Skull Base 2009; 19 - A124
DOI: 10.1055/s-2009-1224471

Sizeable Osteoma of Ethmoidal Labyrinth: Case Report

G. Kotsis 1(presenter), G. Papacharalampous 1, A. Katsis 1, Ch. Vontas 1, D. Davilis 1
  • 1Athens, Greece

Background: Osteomas are benign, well-defined, and slow-growing tumors that consist mainly of mature compact or cancellous bone. The most common site in maxillofacial complex is the mandible, particularly the angle, followed by sinuses. Osteoma of the paranasal sinuses arises most commonly from the frontal sinus. The ethmoid and maxillary sinuses are less frequently involved.

Aim: The authors report a rare case of an osteoma of the left ethmoidal labyrinth, describing its clinical symptoms and radiographic findings, surgical treatment, and histological report.

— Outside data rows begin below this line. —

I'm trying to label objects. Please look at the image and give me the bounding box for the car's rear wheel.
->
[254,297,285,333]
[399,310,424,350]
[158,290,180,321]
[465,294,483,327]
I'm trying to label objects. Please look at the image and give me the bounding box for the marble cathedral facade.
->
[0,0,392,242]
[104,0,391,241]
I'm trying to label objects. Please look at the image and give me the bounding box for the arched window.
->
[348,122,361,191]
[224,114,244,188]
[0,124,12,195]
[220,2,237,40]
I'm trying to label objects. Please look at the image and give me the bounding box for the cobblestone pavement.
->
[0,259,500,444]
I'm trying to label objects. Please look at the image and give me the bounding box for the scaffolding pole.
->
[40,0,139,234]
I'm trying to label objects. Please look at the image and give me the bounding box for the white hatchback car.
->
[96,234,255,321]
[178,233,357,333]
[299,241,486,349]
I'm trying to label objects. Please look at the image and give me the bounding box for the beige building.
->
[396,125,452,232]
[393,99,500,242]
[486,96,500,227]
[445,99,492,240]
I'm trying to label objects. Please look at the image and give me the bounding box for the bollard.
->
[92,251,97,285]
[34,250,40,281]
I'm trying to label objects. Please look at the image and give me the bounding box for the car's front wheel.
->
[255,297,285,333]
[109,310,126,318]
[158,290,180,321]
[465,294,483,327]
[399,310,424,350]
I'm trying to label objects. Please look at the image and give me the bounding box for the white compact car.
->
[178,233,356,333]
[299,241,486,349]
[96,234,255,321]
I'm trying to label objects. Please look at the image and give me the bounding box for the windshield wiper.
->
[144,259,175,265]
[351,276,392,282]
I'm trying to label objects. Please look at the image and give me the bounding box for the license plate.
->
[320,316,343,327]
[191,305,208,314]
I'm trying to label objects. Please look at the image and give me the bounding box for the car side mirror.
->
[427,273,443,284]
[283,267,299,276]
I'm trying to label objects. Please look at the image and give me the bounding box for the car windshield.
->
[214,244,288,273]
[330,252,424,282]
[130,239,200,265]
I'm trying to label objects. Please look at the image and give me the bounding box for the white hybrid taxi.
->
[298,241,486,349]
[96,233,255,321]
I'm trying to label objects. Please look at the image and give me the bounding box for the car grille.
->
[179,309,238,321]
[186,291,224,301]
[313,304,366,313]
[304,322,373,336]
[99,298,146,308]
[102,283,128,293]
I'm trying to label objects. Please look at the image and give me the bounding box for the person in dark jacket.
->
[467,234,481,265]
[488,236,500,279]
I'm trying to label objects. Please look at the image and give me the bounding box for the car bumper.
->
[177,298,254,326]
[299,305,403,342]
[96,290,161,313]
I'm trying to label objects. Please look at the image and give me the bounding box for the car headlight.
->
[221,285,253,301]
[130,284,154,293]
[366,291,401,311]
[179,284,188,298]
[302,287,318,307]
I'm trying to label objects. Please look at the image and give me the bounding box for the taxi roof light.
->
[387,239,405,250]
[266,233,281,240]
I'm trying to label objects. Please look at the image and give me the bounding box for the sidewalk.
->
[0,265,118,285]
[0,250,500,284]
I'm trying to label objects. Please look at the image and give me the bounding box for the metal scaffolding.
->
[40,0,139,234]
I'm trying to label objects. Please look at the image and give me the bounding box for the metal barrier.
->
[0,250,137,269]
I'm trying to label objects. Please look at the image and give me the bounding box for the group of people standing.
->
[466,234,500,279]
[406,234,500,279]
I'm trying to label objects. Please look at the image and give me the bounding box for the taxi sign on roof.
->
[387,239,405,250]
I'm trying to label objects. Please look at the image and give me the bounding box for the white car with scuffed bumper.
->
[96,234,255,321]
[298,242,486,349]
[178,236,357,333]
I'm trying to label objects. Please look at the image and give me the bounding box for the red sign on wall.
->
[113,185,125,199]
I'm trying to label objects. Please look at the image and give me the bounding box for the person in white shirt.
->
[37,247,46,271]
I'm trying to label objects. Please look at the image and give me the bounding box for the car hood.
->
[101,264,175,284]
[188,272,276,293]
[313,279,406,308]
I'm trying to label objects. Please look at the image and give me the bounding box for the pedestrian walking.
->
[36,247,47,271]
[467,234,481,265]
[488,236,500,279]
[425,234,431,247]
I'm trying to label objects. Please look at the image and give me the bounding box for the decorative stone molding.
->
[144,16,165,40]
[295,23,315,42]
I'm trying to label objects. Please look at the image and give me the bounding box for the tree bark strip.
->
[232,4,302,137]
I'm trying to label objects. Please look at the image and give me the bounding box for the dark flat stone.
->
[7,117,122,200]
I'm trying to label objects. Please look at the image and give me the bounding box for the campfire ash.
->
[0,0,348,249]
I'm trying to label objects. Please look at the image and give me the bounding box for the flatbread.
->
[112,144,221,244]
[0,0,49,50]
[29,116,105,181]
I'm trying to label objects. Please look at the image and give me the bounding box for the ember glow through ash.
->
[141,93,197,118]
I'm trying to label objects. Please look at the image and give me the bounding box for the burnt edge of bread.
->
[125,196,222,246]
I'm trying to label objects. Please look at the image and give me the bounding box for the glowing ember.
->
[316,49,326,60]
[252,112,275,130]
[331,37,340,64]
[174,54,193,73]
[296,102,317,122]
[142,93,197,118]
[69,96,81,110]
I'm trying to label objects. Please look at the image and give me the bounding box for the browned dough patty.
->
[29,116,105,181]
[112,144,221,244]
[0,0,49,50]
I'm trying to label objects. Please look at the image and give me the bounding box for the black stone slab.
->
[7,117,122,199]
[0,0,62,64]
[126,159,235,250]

Case Report: An 18-year-old man presented with periorbital swelling, complaining about orbital pain and epiphora of the left eye. The patient's medical history revealed recurrent episodes in the last 3 years, which were treated following the diagnosis of acute sinusitis. A three-dimensional computed tomography (CT) was performed to demonstrate a large lesion of osseous density of the left ethmoidal labyrinth (38 × 30 × 32 mm). Orthoptic examination revealed a noticeable diplopia, visual acuity impairment, and visual fields defects of the left eye. The intranasal surgical approach, with the use of microscope, and the Caldwell-Luc technique were combined to achieve the complete resection and removal of the lesion via the maxillary sinus. Due to its size, the attempt of its removal caused a fracture of the left orbital floor. In a second procedure, the orbital floor was reconstructed with a porous polyethylene (Medpor) implant. The histological report confirmed the clinical diagnosis of osteoma. The postoperative course was uncomplicated, and the lesion did not recur during a 4-year follow-up period. Repeated postoperative ophthalmic examinations revealed improvement of visual acuity and visual fields postoperatively.

Conclusions: Paranasal sinus osteomas are often asymptomatic. They are identified and treated at advanced stages because their symptoms mimic benign inflammatory conditions. In these cases, very careful preoperative evaluation and skillful operative maneuvers are considered to be essential.